Distinct Neural Representations across Discrete and Continuous Non-symbolic Ratios

Relative magnitudes, such as ratios and proportions, are crucial to everyday life. According to the ratio processing system (RPS) theory, ratios across different formats share a common neural code. Prior neuroimaging studies have shown that ratios across different visual formats are processed by overlapping brain areas, thus providing support for this hypothesis. However, overlapping activation found from univariate analyses does not necessarily imply common representations. The aim of this study was to probe the key prediction of the RPS theory by investigating the neural representation of ratios depicted in discrete and continuous magnitudes using multivariate fMRI analyses. Thirty participants completed a delayed ratio comparison task on discrete (sets of dots) and continuous (line lengths) magnitudes while in the MRI scanner.
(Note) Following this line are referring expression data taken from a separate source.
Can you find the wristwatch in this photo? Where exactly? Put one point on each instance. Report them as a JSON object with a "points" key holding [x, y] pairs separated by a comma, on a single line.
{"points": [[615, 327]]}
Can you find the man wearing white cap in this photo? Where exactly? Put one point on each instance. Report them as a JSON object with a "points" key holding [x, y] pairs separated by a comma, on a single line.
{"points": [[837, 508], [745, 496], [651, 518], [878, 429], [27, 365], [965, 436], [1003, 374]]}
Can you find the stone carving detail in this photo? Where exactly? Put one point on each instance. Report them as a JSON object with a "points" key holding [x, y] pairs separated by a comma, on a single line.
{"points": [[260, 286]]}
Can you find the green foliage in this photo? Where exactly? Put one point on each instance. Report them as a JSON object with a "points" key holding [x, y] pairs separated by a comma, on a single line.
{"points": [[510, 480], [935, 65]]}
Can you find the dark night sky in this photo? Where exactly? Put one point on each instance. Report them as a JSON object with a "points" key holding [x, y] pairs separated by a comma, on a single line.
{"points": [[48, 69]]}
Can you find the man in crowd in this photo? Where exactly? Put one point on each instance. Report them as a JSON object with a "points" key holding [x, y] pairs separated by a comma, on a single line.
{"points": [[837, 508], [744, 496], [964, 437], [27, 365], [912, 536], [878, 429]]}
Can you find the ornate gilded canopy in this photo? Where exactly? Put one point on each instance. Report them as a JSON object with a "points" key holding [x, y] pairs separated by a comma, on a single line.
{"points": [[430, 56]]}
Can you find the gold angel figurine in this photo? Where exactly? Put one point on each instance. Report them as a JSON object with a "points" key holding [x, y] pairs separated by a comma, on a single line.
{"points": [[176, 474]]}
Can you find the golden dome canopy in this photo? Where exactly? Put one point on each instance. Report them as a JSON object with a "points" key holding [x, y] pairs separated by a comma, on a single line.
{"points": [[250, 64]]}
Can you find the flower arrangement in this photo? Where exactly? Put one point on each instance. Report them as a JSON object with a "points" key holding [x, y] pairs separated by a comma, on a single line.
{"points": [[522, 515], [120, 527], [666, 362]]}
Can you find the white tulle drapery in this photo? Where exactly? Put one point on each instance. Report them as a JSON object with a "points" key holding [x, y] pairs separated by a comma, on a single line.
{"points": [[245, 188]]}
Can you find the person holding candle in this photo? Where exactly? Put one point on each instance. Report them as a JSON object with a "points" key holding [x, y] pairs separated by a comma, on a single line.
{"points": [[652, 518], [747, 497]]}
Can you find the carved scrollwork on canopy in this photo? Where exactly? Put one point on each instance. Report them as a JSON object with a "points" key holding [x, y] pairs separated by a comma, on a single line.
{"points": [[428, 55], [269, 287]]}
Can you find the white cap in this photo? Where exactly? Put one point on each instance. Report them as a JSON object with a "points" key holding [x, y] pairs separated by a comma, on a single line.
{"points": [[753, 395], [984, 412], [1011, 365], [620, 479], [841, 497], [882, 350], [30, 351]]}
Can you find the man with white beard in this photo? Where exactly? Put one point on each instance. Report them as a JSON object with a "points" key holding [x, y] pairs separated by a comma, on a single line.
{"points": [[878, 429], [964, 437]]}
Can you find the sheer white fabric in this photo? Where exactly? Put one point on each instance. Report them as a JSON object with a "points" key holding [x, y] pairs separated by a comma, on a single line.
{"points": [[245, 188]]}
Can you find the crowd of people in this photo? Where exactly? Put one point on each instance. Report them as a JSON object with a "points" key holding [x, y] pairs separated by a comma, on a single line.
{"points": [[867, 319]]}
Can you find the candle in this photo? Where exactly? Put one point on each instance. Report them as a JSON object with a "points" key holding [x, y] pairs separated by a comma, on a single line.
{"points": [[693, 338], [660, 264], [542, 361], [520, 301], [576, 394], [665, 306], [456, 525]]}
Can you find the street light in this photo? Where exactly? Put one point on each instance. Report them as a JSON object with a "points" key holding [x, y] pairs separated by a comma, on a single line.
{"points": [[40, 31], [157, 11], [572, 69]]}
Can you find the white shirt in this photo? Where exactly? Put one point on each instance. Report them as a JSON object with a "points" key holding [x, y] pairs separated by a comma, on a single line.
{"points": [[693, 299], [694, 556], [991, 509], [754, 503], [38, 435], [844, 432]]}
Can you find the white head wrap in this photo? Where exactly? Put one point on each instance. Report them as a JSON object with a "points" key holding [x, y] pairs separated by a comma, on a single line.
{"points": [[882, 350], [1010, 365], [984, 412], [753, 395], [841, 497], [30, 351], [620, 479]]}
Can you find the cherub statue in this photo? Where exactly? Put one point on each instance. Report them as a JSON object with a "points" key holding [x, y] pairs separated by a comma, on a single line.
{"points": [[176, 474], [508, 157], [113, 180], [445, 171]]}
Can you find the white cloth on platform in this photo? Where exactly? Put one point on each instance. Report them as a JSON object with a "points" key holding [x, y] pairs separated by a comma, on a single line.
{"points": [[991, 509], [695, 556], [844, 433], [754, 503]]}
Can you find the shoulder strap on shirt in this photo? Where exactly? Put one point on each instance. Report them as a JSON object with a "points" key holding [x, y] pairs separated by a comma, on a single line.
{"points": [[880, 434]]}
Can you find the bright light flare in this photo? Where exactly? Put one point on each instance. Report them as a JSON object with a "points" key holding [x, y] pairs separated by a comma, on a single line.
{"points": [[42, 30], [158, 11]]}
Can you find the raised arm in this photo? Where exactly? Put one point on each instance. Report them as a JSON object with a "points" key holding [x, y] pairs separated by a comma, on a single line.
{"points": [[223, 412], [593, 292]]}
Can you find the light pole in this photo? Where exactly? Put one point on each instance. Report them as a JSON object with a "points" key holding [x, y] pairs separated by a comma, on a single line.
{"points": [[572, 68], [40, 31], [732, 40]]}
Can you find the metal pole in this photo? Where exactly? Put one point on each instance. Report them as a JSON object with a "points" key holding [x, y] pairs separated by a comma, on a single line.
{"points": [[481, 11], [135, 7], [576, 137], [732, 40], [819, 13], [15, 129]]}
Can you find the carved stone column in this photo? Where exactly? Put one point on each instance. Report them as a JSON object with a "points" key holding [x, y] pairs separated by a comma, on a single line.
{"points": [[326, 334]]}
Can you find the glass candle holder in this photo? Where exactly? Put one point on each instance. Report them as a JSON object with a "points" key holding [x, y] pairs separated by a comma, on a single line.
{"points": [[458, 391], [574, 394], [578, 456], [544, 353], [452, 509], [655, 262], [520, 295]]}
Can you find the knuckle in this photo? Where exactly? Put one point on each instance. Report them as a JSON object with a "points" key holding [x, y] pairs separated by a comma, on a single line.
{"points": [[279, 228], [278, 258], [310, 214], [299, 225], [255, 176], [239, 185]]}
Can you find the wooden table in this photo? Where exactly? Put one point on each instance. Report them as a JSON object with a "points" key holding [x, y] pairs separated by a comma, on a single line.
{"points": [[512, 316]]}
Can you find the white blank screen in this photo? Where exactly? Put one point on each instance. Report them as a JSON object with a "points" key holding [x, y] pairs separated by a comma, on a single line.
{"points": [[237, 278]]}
Using representational similarity analysis (RSA), we examined the similarity between ratio representations across high-level variations, such as magnitude type (length and numerosity), and low-level variations, such as variations in line orientation and dot size, throughout the brain, notably in parietal areas. Results did not support a common ratio representation across discrete and continuous magnitudes. Instead, ratios in numerosity and length seemed to be encoded in qualitatively distinct ways. Altogether, results suggest that ratios are not represented in a format-independent way in the brain, thus challenging the RPS theory.